20

88 20 7
                                    

Malam ini Alvaro dan Kenzie tiba di rumah salah satu sahabatnya. Daren. Alvaro memencet bel beberapa kali, namun tidak ada sahutan. Hal itu membuat mereka berdua dilanda kebingungan.

"Daren?" Panggil Kenzie. Biasanya tidak pernah seperti ini. Pun kalau misalkan Daren sedang tidur, Ni Yem pasti ada keluar untuk membukakan pintu.

"Dobrak aja nggak sih? Gue nggak mau lama-lama di sini."

Alvaro mengangguk, menyetujui saran Kenzie. Ia mundur beberapa langkah sebelum dengan keras membanting-kan tubuhnya pada pintu yang terkunci.

BRUK!

Percobaan pertama tidak menghasilkan apapun. Pintu itu hanya bergetar ketika mendapat serangan dari Alvaro. Melihat Alvaro tidak mempunyai cukup tenaga untuk mendobrak pintu itu sendirian, Kenzie menepuk pundak sahabatnya, mereka berdua mundur dua langkah.

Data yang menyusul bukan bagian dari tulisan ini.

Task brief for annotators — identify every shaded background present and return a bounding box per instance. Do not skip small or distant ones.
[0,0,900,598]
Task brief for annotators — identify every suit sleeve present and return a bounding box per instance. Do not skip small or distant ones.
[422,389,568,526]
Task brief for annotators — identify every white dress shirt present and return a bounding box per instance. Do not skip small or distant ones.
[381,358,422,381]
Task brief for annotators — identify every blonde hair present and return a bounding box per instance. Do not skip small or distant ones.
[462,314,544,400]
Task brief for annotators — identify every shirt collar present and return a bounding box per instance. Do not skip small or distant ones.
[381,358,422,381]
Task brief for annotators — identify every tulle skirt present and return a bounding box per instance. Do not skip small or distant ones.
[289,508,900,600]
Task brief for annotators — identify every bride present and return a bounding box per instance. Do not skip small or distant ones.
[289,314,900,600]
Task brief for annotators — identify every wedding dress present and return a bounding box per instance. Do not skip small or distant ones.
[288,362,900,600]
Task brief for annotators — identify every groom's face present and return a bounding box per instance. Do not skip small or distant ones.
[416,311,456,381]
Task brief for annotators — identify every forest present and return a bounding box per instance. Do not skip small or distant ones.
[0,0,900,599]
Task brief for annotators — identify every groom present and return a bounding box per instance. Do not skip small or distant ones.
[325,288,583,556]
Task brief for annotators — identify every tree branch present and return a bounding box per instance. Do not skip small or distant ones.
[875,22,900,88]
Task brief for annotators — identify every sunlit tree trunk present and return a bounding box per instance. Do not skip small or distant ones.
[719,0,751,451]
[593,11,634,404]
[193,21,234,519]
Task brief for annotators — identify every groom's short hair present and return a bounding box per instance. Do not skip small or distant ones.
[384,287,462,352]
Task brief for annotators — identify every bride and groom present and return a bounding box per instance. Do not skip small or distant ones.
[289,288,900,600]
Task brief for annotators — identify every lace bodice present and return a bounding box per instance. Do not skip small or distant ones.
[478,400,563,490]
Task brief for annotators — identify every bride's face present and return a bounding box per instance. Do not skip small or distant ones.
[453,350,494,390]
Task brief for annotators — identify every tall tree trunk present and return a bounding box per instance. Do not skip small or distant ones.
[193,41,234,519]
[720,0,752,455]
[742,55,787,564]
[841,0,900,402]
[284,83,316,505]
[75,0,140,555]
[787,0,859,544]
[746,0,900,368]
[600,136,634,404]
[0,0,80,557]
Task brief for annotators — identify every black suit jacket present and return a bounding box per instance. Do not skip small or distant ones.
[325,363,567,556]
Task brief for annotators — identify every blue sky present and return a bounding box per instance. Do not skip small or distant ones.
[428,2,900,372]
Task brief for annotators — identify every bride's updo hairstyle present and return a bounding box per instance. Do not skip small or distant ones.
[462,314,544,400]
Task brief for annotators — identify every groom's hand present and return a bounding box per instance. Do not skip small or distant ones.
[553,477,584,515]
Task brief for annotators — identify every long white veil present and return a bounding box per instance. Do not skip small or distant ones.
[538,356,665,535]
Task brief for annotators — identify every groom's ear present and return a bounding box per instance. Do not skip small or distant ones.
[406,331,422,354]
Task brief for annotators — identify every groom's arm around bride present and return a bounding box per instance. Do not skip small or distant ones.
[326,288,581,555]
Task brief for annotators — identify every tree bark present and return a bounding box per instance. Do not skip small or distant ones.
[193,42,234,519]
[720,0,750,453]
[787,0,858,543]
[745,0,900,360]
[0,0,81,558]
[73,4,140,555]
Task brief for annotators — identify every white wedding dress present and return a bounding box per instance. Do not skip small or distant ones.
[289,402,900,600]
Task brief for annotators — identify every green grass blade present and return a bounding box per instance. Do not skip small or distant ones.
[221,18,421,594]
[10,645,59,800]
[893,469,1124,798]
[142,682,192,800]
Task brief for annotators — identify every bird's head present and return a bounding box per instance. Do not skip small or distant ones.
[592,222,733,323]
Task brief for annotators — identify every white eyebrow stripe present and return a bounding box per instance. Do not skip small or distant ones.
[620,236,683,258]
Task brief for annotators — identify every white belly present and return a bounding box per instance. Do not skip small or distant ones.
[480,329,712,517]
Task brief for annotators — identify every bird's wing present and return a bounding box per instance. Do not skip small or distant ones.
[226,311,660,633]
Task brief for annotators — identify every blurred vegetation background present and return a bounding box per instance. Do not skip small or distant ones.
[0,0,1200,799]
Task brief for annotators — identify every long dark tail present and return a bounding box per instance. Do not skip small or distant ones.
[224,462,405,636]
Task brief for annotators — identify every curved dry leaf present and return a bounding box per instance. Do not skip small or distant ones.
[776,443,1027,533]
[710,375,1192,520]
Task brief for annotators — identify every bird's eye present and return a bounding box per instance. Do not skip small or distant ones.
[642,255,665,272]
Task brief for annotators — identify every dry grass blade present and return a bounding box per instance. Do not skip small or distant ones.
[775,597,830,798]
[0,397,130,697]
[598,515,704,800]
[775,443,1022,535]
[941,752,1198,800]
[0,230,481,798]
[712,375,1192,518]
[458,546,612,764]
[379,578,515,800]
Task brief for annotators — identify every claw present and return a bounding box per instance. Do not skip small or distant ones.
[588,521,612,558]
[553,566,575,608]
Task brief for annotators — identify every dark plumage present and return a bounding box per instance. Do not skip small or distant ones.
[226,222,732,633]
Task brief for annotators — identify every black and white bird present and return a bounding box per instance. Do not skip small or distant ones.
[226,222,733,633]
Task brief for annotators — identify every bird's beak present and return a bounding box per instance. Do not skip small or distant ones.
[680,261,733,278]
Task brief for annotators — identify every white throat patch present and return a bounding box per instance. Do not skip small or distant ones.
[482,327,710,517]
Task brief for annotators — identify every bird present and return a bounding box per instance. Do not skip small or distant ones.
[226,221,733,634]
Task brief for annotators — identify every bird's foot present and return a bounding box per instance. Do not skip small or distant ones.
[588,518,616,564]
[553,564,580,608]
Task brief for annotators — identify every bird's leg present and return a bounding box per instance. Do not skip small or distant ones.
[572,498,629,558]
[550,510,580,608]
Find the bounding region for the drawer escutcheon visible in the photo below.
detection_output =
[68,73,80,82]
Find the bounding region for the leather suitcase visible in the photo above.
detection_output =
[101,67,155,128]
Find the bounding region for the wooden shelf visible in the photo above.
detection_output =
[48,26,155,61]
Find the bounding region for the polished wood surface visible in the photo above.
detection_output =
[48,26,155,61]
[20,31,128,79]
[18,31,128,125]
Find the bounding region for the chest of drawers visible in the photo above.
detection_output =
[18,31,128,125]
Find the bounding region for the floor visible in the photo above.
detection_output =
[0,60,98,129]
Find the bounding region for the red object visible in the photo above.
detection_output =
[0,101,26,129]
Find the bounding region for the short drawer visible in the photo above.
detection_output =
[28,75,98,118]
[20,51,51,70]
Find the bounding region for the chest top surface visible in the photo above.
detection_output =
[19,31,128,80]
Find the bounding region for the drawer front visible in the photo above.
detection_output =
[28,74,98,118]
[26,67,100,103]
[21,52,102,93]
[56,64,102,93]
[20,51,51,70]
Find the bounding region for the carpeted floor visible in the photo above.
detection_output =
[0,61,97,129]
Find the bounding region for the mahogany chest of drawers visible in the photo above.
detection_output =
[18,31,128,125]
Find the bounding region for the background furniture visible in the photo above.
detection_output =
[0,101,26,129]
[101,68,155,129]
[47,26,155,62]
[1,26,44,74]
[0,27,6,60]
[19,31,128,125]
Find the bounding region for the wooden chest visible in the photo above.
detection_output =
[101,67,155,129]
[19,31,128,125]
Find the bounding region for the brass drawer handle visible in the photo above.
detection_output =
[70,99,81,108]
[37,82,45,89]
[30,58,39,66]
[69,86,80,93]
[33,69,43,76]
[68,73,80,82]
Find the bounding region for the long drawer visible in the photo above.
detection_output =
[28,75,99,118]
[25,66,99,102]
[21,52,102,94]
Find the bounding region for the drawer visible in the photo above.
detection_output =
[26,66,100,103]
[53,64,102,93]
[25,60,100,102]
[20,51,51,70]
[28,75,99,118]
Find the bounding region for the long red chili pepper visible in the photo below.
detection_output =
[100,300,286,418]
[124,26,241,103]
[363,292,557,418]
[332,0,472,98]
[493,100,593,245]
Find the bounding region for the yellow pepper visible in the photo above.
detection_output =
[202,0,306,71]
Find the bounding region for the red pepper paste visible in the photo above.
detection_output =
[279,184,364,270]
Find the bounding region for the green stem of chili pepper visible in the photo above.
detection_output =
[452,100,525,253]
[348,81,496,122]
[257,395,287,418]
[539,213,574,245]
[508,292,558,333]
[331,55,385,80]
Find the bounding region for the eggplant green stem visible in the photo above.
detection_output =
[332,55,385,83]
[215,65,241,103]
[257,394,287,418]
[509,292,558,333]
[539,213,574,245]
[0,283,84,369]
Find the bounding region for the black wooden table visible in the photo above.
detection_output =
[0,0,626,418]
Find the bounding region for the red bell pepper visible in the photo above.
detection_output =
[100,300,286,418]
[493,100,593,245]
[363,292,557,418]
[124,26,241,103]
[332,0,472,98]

"Gue bantu. Dalam hitungan ketiga, kita dorong sama-sama. Satu, Dua, Tiga!"

BRUK!

Sudut bibir Alvaro dan Kenzie terangkat membentuk senyuman kala pintu akhirnya terbuka. Kenzie menyeka keringat di pelipisnya.

"Kita pasti bisa kalau bareng-bareng!" ujar Alvaro.

Pandangan mereka teralihkan pada sekitar ruangan yang sunyi seperti tidak berpenghuni. Merek berdua dengan perlahan memasuki rumah itu. Selangkah. Dua langkah. Keanehan terlihat jelas di setiap ruangan yang mereka masuki hingga di kamar Daren pun mereka tidak dapat menemukan keberadaan remaja laki-laki itu.

"Rumah kita."

Perkataan Alvaro membuat Kenzie terkejut. Ia dengan spontan mengalihkan pandangannya pada lelaki yang berdiri di depan cermin yang memantulkan setengah badan.

"Apa maksud lo?"

"Ada tulisan di cermin." Ucap Alvaro sambil menunjuk pada pantulan dirinya sendiri di cermin yang terletak di kamar Daren.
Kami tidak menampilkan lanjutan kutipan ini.